Louis-Honoré Fréchette (born Nov. 16, 1839, Lévis, Que.—died May 31, 1908, Montreal) was the preeminent French Canadian poet of the 19th century, noted for his patriotic poems.
Fréchette studied law at Laval University, Quebec, and was admitted to the bar in 1864. Discharged as a journalist for liberal views, he went to Chicago (1866–71). There, he wrote La Voix d’un exilé (1866–68; “The Voice of an Exile”), a poem attacking the political and clerical dealings in Quebec in that period of Canadian confederation and voicing a patriotic idealization of the French republic. Returning to Lévis in 1871, Fréchette entered politics, representing that city in the federal House of Commons (1874–78) and from 1889 until his death acting as clerk of the provincial Legislative Council in Quebec City.
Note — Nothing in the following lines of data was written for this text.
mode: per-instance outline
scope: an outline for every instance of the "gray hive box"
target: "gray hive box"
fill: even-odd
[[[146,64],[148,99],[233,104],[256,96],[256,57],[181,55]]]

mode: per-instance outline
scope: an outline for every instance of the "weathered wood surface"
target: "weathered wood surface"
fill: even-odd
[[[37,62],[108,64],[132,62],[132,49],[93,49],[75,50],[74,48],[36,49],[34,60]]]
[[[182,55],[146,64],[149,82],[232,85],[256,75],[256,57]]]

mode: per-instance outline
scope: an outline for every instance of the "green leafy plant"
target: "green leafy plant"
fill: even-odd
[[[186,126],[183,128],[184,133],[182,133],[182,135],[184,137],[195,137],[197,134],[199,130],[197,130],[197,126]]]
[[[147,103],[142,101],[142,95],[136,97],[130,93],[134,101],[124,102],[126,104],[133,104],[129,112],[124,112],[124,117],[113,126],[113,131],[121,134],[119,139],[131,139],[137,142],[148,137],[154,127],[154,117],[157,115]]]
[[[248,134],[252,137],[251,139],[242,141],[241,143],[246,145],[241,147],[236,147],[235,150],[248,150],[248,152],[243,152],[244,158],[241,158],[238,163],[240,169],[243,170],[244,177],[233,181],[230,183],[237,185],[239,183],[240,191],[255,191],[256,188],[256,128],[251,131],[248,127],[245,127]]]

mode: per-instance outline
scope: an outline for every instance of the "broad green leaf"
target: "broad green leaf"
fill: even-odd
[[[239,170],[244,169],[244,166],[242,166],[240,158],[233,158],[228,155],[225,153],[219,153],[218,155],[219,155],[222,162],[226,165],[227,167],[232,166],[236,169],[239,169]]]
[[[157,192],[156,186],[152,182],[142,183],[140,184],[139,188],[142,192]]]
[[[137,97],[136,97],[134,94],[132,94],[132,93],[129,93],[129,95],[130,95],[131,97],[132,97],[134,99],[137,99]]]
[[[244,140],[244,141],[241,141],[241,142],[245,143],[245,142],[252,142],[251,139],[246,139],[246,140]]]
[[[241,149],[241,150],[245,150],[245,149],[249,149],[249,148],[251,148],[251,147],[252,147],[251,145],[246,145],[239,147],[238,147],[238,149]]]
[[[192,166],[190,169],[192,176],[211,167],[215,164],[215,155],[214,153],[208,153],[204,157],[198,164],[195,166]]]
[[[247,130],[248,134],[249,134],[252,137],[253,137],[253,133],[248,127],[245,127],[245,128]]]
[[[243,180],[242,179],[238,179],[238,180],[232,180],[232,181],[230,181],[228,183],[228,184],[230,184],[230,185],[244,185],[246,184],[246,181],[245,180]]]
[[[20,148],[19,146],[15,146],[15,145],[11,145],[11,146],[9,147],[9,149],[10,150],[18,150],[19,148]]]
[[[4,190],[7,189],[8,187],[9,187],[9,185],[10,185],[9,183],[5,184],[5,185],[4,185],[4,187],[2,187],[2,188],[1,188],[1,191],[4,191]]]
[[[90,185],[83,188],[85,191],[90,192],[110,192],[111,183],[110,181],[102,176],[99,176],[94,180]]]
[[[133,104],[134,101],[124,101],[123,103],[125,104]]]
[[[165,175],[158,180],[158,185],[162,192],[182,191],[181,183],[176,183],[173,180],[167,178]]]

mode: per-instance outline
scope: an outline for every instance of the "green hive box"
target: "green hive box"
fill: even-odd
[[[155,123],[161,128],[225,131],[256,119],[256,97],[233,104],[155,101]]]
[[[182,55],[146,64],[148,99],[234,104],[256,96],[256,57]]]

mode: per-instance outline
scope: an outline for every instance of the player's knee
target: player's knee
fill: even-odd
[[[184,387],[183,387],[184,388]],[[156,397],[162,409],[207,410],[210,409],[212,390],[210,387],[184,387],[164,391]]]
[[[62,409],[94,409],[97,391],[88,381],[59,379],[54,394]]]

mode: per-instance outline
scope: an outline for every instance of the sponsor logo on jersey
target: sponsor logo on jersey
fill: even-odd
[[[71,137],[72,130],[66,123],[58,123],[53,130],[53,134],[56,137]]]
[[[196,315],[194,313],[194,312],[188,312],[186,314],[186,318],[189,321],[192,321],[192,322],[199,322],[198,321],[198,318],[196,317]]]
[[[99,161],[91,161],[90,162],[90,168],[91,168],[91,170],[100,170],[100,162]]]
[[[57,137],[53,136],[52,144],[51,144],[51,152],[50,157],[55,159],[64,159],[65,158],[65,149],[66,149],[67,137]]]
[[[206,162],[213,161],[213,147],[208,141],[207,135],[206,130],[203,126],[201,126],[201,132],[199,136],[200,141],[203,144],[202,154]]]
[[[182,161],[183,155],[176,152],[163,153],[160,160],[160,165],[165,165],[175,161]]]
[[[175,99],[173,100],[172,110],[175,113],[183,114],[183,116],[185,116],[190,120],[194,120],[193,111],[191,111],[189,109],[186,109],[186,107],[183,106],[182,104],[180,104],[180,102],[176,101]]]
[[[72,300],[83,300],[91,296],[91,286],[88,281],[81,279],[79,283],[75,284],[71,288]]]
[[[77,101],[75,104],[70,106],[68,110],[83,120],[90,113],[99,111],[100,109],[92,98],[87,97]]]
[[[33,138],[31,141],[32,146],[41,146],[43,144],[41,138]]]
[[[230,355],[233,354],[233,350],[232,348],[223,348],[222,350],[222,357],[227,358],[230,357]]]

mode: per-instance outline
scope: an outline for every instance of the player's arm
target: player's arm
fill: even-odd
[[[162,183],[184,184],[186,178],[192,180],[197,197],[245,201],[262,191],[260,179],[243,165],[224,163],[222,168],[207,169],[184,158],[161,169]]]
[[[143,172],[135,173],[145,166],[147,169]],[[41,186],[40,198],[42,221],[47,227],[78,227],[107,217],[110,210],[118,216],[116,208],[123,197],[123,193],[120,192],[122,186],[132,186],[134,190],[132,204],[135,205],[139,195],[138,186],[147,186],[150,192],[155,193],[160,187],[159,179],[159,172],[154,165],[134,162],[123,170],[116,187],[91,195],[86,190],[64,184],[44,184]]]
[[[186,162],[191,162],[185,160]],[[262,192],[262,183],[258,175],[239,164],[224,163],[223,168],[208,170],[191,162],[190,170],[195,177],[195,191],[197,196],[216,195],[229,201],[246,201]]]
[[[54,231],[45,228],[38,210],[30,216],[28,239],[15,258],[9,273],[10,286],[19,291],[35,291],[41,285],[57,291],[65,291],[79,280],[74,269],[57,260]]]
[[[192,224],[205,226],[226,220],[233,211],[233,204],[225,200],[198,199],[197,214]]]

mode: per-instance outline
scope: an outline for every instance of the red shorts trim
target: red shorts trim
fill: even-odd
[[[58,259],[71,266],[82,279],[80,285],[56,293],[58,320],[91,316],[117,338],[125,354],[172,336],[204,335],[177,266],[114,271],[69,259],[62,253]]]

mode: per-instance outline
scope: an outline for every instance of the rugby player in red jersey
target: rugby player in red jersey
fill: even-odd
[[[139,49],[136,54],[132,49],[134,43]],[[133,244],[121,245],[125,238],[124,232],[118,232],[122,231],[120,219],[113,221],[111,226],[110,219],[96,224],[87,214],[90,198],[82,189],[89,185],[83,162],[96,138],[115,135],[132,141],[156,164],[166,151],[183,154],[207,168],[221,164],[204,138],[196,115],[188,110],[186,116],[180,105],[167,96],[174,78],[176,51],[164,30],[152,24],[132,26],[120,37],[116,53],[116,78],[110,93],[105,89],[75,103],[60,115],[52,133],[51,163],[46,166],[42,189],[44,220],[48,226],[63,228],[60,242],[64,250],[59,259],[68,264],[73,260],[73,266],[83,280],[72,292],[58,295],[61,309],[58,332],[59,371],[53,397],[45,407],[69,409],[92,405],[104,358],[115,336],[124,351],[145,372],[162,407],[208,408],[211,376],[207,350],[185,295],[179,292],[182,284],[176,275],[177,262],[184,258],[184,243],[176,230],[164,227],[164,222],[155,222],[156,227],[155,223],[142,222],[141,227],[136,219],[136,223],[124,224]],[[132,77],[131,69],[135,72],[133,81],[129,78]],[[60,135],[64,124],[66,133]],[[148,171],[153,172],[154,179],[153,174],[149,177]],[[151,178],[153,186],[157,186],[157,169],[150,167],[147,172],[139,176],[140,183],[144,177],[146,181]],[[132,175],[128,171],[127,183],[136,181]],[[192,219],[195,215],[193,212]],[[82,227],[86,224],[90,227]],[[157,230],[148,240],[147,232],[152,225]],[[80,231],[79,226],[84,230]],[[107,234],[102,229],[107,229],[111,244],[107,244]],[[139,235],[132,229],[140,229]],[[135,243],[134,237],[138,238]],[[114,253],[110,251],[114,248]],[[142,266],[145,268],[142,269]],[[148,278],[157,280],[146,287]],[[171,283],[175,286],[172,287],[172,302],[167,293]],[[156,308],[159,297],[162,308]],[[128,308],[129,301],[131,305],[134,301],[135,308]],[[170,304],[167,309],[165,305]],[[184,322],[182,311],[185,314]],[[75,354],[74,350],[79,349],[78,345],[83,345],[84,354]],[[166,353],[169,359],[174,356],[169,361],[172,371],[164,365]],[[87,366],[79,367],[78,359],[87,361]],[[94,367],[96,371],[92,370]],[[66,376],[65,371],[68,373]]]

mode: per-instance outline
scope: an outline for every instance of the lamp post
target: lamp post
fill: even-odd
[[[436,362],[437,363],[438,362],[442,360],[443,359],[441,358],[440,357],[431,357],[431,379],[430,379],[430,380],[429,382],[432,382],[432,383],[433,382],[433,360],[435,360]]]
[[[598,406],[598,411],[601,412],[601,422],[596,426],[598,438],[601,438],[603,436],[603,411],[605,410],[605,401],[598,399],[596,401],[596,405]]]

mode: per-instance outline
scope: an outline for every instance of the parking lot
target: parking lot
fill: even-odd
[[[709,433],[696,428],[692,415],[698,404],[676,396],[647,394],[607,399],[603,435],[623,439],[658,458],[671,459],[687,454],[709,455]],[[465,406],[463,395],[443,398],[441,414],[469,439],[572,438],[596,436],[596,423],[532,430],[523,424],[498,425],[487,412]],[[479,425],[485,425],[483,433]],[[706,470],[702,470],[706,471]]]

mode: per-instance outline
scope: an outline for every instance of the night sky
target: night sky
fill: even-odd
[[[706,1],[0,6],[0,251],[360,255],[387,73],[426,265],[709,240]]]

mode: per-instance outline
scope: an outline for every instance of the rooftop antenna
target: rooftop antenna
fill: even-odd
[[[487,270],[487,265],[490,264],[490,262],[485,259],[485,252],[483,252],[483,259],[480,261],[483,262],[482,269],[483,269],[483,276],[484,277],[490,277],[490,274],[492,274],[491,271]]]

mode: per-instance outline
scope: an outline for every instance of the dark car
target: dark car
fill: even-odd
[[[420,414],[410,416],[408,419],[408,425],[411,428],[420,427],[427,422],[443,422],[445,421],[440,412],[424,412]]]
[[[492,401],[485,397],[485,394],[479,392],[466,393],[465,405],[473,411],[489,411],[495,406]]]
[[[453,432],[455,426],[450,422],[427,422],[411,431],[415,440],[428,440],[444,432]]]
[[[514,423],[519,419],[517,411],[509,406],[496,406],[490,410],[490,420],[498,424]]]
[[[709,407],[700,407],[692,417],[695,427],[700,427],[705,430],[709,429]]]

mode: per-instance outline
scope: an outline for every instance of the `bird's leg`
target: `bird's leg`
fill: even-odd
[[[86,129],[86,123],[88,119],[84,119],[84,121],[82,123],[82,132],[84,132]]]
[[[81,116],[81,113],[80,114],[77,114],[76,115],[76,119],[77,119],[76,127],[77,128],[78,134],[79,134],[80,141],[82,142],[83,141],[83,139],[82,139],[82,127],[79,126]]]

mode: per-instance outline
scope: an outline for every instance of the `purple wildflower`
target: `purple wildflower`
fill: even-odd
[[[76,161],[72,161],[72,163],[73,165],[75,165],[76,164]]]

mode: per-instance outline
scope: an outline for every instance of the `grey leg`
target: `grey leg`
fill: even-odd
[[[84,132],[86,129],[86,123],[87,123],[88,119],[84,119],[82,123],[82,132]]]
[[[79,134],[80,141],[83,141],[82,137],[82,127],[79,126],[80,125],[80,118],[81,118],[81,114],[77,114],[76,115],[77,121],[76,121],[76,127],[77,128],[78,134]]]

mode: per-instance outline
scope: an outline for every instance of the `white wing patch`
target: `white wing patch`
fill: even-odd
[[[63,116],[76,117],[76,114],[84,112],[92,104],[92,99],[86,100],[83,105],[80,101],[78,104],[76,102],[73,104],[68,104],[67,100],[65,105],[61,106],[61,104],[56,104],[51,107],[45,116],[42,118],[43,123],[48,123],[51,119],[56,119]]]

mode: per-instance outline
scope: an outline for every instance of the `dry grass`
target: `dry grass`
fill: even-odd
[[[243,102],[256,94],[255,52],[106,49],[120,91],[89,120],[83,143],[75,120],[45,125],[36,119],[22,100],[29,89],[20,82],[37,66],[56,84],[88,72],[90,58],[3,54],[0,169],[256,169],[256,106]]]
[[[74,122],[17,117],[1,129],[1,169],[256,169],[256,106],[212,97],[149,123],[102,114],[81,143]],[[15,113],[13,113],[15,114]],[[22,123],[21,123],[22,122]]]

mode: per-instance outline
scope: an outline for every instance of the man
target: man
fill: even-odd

Fréchette made literary history when Les Fleurs boréales (1879; “The Northern Flowers”) and Les Oiseaux de neige (1879; “The Snow Birds”) were awarded the Prix Montyon in 1880, the first time the work of a Canadian had been honoured by the French Academy. A controversial representative of liberal nationalism, Fréchette then wrote La Légende d’un peuple (1887; “The Story of a People”), his famous cycle of poems that was an epic chronicle of Canadian history. Other works include Poésies choisies (1908; “Selected Poems”); the prose stories in Originaux et détraqués (1892; “Eccentrics and Lunatics”) and Le Noël au Canada (1900; published first in English as Christmas in French Canada, 1899); the dramas Félix Poutré (1871), Papineau (1880), and Véronica (1908); and the polemical Lettres à Basile (1872). In 1961 a collection of his autobiographical sketches was published as Mémoires intime (“Intimate Memories”).